5.     Users should be able to submit drugs for testing in a controlled environment to prevent avoidable deaths and overdoses.

6.     Current practices to test drivers for the presence of psychoactive substances should be to ascertain whether the driver is unsafe or unfit to drive, especially as new laws governing use of medicinal cannabis come into effect.

7.     Key Performance Indicators (KPIs) that include arrest rates for use and possession of psychoactive substances should be considered only partial measures of ‘success’, unless they also include harm reduction measures.

8.     Savings made from cutting back unproductive law enforcement activities
should be re-allocated within law enforcement to areas of greater benefit to the community.

9.     Opioid Substitution Treatment (OST), including methadone and buprenorphine, should be available for all heroin-dependent prisoners, sentenced and remanded, and should continue to be available following release at reduced cost.

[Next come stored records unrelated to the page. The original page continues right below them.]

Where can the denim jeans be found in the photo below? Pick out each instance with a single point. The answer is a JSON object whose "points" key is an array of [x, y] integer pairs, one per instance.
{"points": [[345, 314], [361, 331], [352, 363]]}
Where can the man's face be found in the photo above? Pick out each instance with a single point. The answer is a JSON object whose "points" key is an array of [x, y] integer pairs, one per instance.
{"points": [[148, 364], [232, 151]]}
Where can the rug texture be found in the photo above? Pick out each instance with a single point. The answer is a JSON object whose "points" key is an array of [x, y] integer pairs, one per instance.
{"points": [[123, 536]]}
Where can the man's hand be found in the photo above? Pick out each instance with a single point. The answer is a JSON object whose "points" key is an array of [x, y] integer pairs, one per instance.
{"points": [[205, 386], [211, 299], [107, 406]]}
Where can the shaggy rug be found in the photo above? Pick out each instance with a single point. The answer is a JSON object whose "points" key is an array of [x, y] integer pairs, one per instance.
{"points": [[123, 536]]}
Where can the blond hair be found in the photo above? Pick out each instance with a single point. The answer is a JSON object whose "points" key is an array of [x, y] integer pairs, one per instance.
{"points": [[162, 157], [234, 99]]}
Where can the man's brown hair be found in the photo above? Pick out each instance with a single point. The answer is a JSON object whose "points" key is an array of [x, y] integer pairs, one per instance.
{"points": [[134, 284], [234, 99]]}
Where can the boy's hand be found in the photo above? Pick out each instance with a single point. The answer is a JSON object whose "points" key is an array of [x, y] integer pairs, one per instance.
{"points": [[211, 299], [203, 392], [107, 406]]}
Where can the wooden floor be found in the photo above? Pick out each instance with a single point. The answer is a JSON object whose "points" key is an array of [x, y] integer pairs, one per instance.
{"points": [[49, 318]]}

10.  The potential for an expanded OST service to substantially reduce the Australian prison population and associated costs should be explored by state and federal taskforces and warrants serious attention by the Australian Productivity Commission and the Australian Law Reform Commission.

11.  In view of the long and successful operation of the medically supervised injecting centre in Sydney, serious consideration should be given to the establishment of controlled drug consumption rooms in other parts of Australia.

12.  Australian authorities should review the effectiveness of the 2013 New Zealand Psychoactive Substances Act.

13.  Two pilot projects to trial and evaluate the health and social programs recommended in this report should be conducted — one in a remote disadvantaged community and another in an urban community with substantial social and drug related problems.

‘Can Australia respond to drugs more effectively and safely?’  

Roundtable participants

Mr Bill Bush
International Lawyer and Drug Law Reform Advocate

Mr Nicholas Cowdery AM
Director of Public Prosecutions NSW 1994–2011

Mr Keith Hamburger AM
Former Director General Qld Corrective Services Commission

Superintendent (Ret’d) Frank Hansen APM
Former NSW Police Force

Dr Stephen Jiggins AM
Professional Communicator

Mr Jack Johnston
Former Commissioner of Tasmania Police

Professor Desmond Manderson
Social Historian Australian National University

Mr Denis McDermott AM APM SIM
Assistant Commissioner Australian Federal Police

Mr Ken Moroney AO APM
Commissioner NSW Police Force 1965–2007

Dr Anne Marie Martin
Assistant Commissioner Offender Management and Policy Corrective Services NSW

Ms Vivienne Moxham-Hall
Secretary Australian Drug Reform Foundation

Mr Matt Noffs
CEO of the Noffs Foundation

Mr Mick Palmer AO APM
Vice President Australia21 and former Commissioner Australian Federal Police and Northern Territory Police

Professor Alison Ritter
UNSW and former President International Society for the Study of Drug Policy

Ret’d Justice Hal Sperling
Former Judge of the NSW Supreme Court and member of NSW Law Reform Commission

Mr Gino Vumbaca
Former National Director of the Australian National Council on Drugs

Dr Alex Wodak AM
Director Australia21 and President of the Australian Drug Law Reform Foundation


The Roundtable was held under Chatham House rules, allowing comments to be recorded but without identification of the individuals who made them.